Here I teach the 400 levels, and I teach the lower levels. I like teaching the entry level a lot because I try and bring joy to students who have often ‘hated math’ their whole lives. I like to try and take something that was fearful for them, and make it something exciting.
I also love working with the other end of the spectrum, the super-advanced students that do research. UW-Eau Claire was recently ranked in the top three for all undergraduate institutions for research collaboration with faculty. We take all the research students to annual conferences with us, we write papers together, and we have a lot of fun! Every third or fourth meeting, I take them to the pizza place and bring in all the whiteboards. I just want to show Eau Claire that, ‘Hey, we’re going to do math wherever we want!’ And share with the students that math is everywhere.”

“In math, there are so many doorways you can walk through. A lot of students will say, for example, ‘What’s after Calculus Three? Calculus Four? What’s that? What’s after that?’ Well, there’s maybe another hundred classes after calculus, and they’re all really out-there, conceptually.
First you decide which ‘big doorway’ you want to walk through. At UW-Eau Claire, the big doorways are actuarial science, data science, applied mathematics, and pure mathematics. Me, I love pure mathematics. I like the out-there stuff. Pure math is like doing math purely for fun. There’s not always a real-life application. One question I always get when I’m at the pizza place or wherever doing advanced mathematics with a research students is, ‘Well, what’s the point? Eisenstein integers, permutation statistics in the hyperoctahedral group? What’s that useful for?’ I’m like, ‘What do you mean? It’s beautiful. There’s a complex plane, a beautiful lattice, it’s like looking at a painting! It has such deep beauty and meaning.’ The doorways are infinite. There’s so much math to explore.

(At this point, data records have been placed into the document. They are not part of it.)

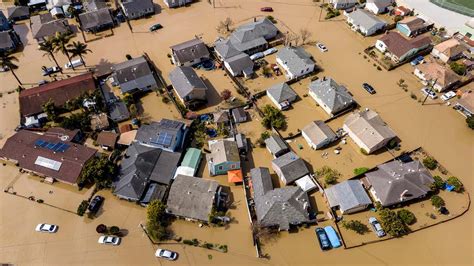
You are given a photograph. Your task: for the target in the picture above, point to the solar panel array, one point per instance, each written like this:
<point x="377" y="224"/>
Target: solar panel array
<point x="55" y="147"/>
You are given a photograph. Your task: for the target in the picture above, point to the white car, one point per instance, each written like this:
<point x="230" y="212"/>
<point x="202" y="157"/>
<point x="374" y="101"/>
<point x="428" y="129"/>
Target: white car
<point x="109" y="240"/>
<point x="321" y="47"/>
<point x="448" y="95"/>
<point x="166" y="254"/>
<point x="46" y="228"/>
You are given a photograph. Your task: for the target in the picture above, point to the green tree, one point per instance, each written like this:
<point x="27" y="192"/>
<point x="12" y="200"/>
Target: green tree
<point x="7" y="61"/>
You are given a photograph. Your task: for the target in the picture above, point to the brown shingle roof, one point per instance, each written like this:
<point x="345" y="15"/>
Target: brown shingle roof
<point x="22" y="148"/>
<point x="60" y="92"/>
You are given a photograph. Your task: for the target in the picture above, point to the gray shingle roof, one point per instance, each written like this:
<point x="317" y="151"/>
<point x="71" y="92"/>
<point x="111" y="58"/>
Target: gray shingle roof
<point x="396" y="182"/>
<point x="185" y="80"/>
<point x="336" y="97"/>
<point x="192" y="197"/>
<point x="347" y="195"/>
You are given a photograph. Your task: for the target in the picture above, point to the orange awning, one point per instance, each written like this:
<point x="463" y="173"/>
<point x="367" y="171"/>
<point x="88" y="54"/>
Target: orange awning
<point x="234" y="176"/>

Right now, outside of school hours, I’m doing a free community seminar on the Riemann hypothesis. It’s one of the seven unsolved math problems, the most important math problems on the planet right now. Institutions offer prizes to solve these problems—this one has a million dollar prize. All I know about this problem is that it’s very hard, and no one knows how to solve it. I was like, ‘Well that sounds fun,’ so I’m teaching a free seminar every Monday night. I have about 15 people from the community and five students from the college. Of the community members, I have a retired professor, a bartender who is really smart, this girl who works at the local co-op. It‘s just this group of people who are excited to learn something new that none of us knew anything about.

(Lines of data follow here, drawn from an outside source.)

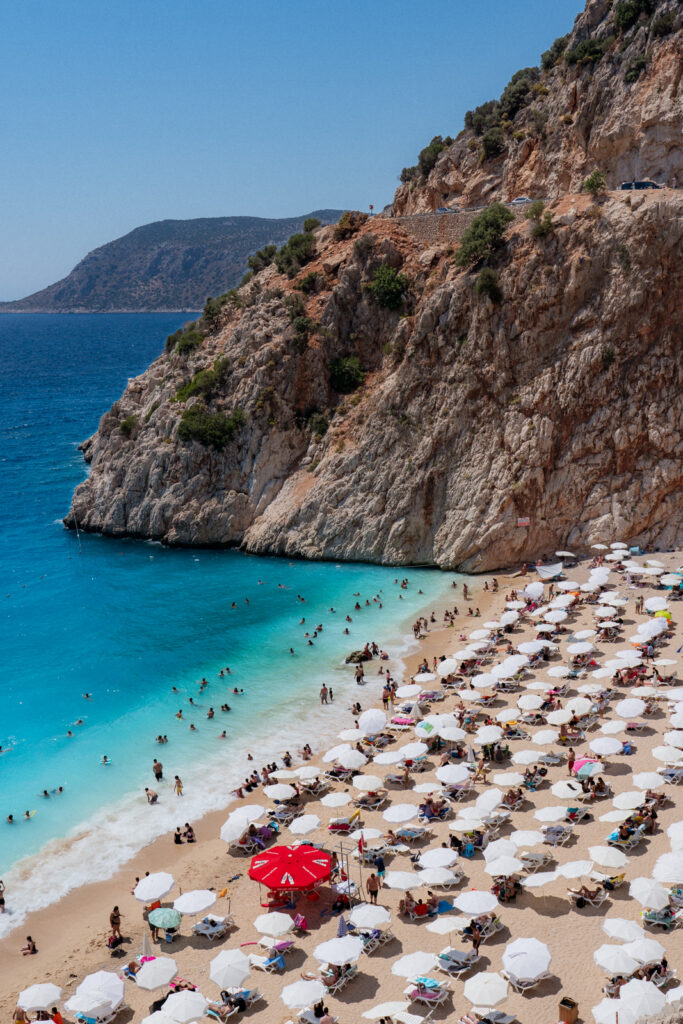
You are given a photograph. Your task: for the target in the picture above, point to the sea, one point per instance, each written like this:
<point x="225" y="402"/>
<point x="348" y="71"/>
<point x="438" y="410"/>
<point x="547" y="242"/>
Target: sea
<point x="137" y="627"/>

I love it in Eau Claire. I already told the old guys at the one bar I go to, I said, ‘Okay, when you die, Steve, I'm taking this chair, and I'm going to sit on it with pride.’ I can see myself becoming one of those old-timers in 20 or 30 years, sitting at the bar, watching the news with some of my friends that I'm growing up with right now.
I could never have said that anywhere else I lived because I knew those were temporary and this is permanent. I am not moving. I guaranteed Eau Claire that, and in my heart, too. I want to lay down roots for the first time—roots with the community around me.”